Perhaps to avoid that perception in a separate BSO scandal, Gov. Jeb Bush directed the Florida Department of Law Enforcement last month to launch an independent investigation into Jenne's private business dealings - just days after the state attorney's office began to look into his moonlighting as a security consultant.

Jenne, Panza and Satz say they have no conflicts.

Here are some of their connections:

  • The BSO has already paid Panza's law firm about $450,000 in legal fees from October through February to review 10,000 cases in which crimes may have been wrongfully cleared by deputies and their supervisors. The case audit - as well as the Panza firm's evaluation of BSO disciplinary actions pending against dozens of deputies - is about half done.

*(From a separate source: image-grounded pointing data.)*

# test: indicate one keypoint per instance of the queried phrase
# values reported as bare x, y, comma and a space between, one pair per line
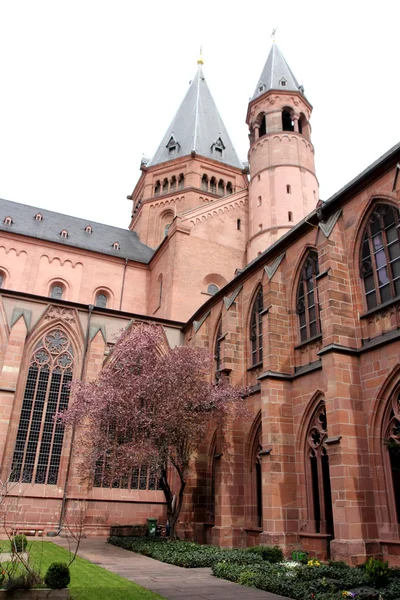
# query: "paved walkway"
174, 583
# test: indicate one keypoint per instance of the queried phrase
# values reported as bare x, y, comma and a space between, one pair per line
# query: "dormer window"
172, 146
218, 148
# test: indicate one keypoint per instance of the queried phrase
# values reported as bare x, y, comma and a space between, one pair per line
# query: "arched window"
56, 291
212, 289
392, 442
40, 437
307, 299
380, 256
263, 127
101, 300
319, 484
256, 479
287, 123
256, 328
217, 352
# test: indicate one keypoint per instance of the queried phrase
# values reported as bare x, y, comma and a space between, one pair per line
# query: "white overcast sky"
87, 87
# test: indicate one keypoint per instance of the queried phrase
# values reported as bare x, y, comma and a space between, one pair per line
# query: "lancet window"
256, 340
320, 499
392, 442
40, 437
307, 299
380, 256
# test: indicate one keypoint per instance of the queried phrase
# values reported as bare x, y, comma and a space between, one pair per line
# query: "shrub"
377, 571
19, 543
19, 582
57, 576
272, 554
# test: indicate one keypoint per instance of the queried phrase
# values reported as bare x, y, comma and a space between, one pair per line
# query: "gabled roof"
102, 238
197, 127
275, 72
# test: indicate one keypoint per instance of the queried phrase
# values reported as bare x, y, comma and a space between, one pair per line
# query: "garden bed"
248, 566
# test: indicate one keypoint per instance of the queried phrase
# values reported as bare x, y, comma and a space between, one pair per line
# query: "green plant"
19, 543
272, 554
377, 571
57, 576
24, 581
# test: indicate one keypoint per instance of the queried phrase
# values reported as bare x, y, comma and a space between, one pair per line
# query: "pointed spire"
276, 75
197, 127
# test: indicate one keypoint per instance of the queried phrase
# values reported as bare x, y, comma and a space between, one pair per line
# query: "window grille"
40, 437
307, 299
380, 256
256, 329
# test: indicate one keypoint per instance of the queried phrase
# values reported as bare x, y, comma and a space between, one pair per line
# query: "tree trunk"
173, 509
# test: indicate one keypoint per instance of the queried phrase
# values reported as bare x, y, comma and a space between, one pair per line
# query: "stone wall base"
355, 552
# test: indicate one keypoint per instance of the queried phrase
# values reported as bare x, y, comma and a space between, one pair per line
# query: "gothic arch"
379, 456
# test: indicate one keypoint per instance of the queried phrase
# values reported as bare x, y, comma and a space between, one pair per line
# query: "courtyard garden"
265, 568
87, 580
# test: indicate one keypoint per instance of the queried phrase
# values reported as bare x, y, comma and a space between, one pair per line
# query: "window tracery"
380, 256
256, 329
40, 437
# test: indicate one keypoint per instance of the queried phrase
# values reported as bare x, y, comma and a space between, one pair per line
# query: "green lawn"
88, 581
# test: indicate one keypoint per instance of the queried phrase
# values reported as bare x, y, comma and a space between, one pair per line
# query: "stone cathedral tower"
283, 185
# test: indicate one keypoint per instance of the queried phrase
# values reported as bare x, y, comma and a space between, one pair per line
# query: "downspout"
85, 349
123, 284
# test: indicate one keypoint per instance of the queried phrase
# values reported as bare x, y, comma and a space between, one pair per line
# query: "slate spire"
276, 75
197, 127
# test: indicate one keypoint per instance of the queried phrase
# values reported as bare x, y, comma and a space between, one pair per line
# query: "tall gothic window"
257, 477
318, 470
217, 352
307, 299
256, 329
392, 442
56, 292
101, 300
40, 438
380, 256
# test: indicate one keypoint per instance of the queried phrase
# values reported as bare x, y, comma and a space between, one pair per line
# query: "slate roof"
276, 69
100, 240
196, 127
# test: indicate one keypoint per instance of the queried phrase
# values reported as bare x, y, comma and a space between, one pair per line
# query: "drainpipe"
123, 283
85, 349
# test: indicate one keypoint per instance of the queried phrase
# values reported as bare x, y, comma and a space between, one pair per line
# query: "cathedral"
296, 297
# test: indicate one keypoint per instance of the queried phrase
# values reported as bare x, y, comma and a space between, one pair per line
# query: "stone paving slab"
174, 583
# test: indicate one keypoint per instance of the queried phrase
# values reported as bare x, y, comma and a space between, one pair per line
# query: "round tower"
283, 186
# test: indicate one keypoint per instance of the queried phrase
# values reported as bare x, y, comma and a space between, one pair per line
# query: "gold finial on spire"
200, 60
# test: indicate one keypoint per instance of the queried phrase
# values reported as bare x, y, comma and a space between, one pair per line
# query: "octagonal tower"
283, 185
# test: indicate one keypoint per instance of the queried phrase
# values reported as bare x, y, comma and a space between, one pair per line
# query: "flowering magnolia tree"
150, 405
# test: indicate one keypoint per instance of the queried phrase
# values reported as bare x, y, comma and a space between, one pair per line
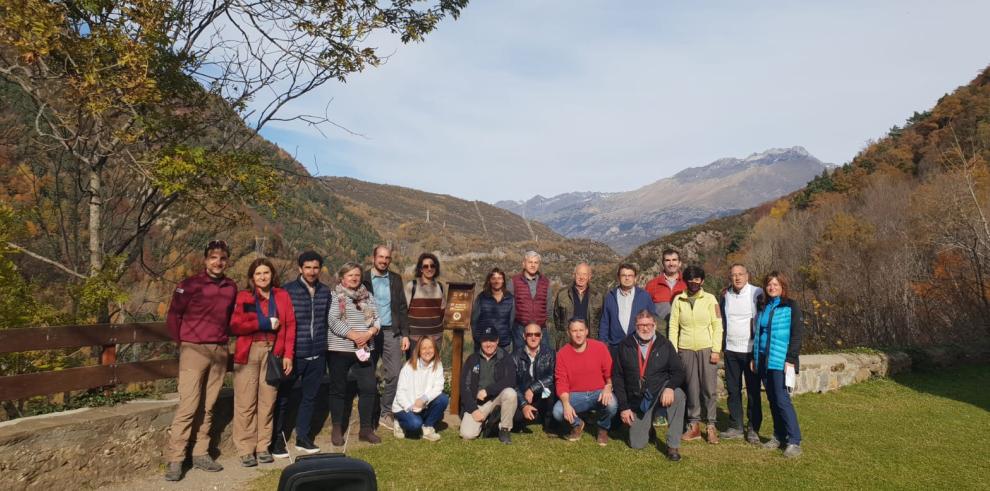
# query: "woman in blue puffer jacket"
778, 343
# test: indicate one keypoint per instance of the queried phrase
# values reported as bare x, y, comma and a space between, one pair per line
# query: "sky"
527, 97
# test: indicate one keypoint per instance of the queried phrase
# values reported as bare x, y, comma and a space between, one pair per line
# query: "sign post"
457, 318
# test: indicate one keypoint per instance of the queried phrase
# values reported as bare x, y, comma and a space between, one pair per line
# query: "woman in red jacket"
263, 318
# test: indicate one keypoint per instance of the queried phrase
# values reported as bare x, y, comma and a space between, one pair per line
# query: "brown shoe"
576, 432
602, 437
367, 434
693, 433
711, 435
337, 435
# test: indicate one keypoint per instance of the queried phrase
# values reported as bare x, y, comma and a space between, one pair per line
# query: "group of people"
630, 355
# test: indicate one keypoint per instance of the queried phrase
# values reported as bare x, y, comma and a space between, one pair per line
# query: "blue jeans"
785, 426
310, 374
519, 340
587, 401
413, 423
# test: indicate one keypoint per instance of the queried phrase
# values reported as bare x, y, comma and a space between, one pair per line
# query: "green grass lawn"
917, 431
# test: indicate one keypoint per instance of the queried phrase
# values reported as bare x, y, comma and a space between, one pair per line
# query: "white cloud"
520, 98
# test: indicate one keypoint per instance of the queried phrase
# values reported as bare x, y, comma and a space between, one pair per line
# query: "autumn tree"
144, 111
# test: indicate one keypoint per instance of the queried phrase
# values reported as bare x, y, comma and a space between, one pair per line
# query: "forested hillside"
891, 248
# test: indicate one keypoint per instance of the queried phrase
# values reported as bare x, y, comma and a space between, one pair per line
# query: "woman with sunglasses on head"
426, 299
775, 359
353, 324
263, 321
494, 308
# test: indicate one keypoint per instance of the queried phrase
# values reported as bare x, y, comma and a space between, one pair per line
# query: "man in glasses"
198, 320
648, 376
393, 339
534, 380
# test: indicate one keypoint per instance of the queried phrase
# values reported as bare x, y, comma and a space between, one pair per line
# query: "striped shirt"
354, 319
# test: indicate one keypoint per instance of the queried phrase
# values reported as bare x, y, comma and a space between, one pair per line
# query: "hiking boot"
337, 435
278, 450
504, 436
752, 437
306, 445
693, 433
731, 434
429, 433
772, 444
792, 451
367, 434
174, 471
206, 463
711, 434
576, 432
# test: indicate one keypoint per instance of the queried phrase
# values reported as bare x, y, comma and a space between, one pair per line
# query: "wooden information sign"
457, 318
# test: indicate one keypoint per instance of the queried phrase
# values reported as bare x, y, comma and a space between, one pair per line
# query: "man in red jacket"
198, 320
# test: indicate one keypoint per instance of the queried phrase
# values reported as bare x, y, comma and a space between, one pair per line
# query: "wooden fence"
107, 373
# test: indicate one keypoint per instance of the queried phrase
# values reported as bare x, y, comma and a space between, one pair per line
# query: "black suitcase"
328, 471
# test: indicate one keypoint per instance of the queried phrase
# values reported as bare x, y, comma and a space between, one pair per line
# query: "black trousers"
340, 364
736, 370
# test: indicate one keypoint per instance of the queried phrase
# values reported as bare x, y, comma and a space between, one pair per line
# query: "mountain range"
625, 220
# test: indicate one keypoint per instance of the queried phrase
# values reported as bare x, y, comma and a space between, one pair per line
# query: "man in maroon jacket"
198, 320
533, 301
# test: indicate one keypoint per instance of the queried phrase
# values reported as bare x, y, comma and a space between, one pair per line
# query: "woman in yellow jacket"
696, 333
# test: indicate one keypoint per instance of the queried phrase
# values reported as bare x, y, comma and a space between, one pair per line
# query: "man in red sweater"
583, 378
198, 319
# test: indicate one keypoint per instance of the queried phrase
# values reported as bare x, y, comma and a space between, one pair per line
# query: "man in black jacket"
647, 376
488, 390
534, 380
393, 340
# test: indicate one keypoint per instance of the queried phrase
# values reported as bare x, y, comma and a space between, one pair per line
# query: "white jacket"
423, 382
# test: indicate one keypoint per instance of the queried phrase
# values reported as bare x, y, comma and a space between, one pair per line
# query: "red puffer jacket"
244, 323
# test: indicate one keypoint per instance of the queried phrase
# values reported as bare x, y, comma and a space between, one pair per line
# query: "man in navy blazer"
621, 304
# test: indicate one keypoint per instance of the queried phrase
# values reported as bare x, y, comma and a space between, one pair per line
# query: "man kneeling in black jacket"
488, 390
534, 380
647, 376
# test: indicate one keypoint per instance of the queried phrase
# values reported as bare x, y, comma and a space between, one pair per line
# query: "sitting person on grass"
419, 399
583, 376
488, 394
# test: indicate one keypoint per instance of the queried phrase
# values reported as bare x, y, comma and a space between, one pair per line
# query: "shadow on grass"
966, 384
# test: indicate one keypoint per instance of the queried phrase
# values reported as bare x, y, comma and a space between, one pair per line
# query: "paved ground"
235, 477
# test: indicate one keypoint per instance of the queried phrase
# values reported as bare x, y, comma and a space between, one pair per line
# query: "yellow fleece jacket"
696, 327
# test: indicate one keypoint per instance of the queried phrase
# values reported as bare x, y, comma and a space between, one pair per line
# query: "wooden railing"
107, 373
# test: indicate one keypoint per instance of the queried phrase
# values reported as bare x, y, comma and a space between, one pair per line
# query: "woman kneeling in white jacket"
419, 399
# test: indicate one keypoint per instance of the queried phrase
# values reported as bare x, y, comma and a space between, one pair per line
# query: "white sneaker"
430, 434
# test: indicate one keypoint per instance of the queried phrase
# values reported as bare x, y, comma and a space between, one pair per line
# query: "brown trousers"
254, 402
201, 371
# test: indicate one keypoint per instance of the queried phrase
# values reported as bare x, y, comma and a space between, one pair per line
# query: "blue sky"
518, 98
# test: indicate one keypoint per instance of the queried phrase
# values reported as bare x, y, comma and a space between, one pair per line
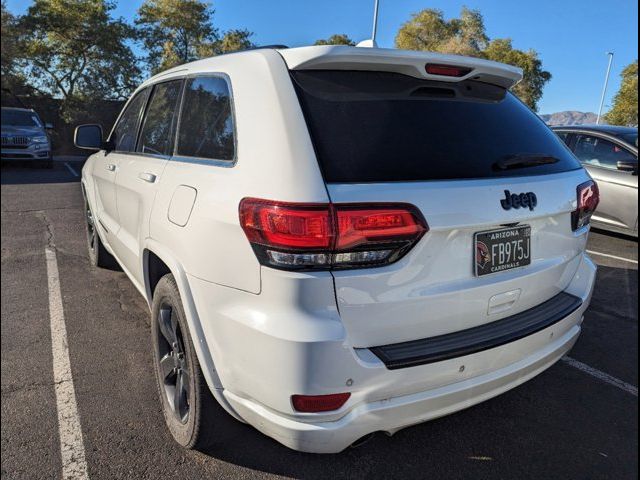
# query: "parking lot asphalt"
566, 423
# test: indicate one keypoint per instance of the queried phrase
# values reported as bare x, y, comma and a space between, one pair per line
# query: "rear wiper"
522, 160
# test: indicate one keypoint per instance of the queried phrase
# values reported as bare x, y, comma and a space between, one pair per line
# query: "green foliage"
174, 32
11, 77
534, 77
625, 103
75, 49
337, 39
429, 30
232, 41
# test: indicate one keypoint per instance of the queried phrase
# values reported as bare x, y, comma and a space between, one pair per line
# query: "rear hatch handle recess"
522, 160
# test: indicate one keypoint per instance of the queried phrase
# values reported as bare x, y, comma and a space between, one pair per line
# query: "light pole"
604, 90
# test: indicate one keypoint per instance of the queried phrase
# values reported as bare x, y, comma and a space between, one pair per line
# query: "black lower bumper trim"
477, 339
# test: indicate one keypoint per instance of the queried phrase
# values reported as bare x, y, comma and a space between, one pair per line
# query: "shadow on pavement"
16, 173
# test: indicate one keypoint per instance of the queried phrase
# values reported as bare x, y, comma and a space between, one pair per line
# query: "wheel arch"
158, 261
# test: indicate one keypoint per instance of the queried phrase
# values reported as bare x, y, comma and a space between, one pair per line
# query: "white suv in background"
335, 241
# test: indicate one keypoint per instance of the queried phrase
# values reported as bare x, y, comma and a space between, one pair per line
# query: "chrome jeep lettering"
522, 200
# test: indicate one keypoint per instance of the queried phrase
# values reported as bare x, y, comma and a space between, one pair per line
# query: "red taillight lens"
319, 403
588, 199
326, 236
447, 70
286, 225
357, 226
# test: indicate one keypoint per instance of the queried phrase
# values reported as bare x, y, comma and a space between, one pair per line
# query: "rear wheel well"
156, 269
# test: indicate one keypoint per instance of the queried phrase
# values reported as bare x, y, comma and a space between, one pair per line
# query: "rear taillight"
319, 403
297, 236
588, 199
446, 70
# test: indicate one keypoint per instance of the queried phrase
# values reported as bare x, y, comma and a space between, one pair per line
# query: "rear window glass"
379, 127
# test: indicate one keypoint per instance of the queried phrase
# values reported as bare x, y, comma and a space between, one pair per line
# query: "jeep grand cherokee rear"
341, 240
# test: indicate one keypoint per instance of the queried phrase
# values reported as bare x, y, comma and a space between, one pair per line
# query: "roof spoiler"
401, 61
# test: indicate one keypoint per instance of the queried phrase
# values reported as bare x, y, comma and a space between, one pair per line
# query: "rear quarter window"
206, 123
381, 127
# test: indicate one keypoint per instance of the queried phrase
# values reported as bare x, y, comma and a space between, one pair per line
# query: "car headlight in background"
40, 142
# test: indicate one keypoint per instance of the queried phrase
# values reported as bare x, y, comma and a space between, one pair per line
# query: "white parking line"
607, 255
74, 465
605, 377
71, 169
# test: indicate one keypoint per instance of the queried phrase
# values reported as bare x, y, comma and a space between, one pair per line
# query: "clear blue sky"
571, 36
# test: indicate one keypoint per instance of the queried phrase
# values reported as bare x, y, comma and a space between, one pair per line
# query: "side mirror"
88, 137
627, 166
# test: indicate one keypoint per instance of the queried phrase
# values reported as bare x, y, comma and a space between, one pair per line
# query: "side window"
564, 136
206, 122
156, 136
600, 152
124, 135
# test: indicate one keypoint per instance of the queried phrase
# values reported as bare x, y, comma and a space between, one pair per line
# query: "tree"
625, 103
232, 41
174, 32
529, 90
429, 30
337, 39
76, 50
13, 81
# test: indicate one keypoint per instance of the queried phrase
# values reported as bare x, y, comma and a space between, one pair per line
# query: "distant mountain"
570, 118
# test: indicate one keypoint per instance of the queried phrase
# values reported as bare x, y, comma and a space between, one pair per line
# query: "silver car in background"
610, 155
24, 137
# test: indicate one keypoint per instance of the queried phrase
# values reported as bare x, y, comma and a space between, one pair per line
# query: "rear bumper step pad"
477, 339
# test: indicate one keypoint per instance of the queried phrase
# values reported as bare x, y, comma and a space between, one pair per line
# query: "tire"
98, 254
190, 411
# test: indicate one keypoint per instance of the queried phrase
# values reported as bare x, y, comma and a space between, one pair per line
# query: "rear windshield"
380, 127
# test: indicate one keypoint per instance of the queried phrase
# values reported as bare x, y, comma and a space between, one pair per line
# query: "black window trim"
143, 118
605, 136
200, 160
575, 134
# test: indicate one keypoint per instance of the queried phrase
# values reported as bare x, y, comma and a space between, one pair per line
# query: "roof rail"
261, 47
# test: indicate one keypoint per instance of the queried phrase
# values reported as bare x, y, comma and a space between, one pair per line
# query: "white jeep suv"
335, 241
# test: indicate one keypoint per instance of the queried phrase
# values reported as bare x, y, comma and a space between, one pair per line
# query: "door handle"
147, 177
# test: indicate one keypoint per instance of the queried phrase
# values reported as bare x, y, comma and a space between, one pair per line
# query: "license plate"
500, 250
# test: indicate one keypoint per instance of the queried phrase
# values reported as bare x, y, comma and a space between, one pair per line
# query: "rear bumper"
262, 358
24, 154
392, 414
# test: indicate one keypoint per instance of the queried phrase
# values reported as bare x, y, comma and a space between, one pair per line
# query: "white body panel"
262, 335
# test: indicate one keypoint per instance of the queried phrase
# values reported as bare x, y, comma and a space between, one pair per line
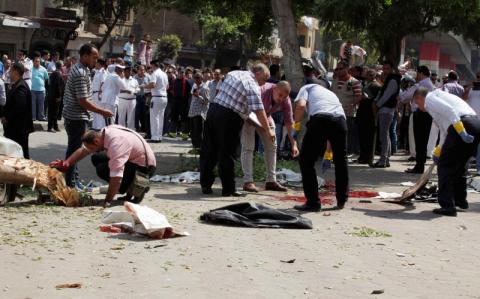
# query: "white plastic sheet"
188, 177
141, 220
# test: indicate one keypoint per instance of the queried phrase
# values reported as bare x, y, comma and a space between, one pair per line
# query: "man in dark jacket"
56, 87
182, 88
17, 113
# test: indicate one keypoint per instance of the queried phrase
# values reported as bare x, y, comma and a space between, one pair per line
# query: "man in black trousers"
17, 113
422, 121
459, 138
327, 123
238, 95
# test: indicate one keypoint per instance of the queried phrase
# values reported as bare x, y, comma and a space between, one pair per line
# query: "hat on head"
423, 69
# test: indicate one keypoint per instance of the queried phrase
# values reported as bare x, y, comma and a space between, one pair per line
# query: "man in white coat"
127, 100
158, 85
111, 88
98, 79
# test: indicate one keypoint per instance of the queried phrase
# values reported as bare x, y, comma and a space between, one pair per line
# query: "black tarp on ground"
255, 215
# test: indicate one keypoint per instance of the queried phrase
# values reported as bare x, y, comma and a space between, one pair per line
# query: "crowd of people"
361, 112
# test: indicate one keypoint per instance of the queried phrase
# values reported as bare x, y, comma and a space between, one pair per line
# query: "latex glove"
436, 154
327, 161
62, 165
467, 138
297, 126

    While his firm is searching for BSO case fraud, Panza is defending the sheriff and his agency against lawsuits filed by two men who served years in prison but were exonerated based on genetic evidence. Depending on the outcome of the BSO audit, information could help or hinder the two men who are suing the agency.

    The audit information could affect the racketeering-type suits because they accuse the sheriff and his predecessors of pervasive misconduct in the agency.

    One of those BSO lawsuits has already compelled Satz's office to raise questions about a state circuit judge's ability to rule impartially on criminal cases involving the BSO. The judge's wife is representing one of the exonerated men.

  • Panza's firm also has been hired to represent a BSO vendor, Armor Correctional Health Services, in disputes with jail inmates. Armor was awarded a $127 million contract last fall to provide healthcare at county jails.

    The state attorney's office briefly looked at how Armor won the contract, partly because the newly formed company had no experience providing such services and its chairman was a major contributor to Jenne's 2004 re-election campaign.

  • Satz's office normally prosecutes criminal cases investigated by Jenne's agency. Now, his prosecutors are probing allegations that BSO deputies falsified crime records amid pressure by their supervisors and commanders.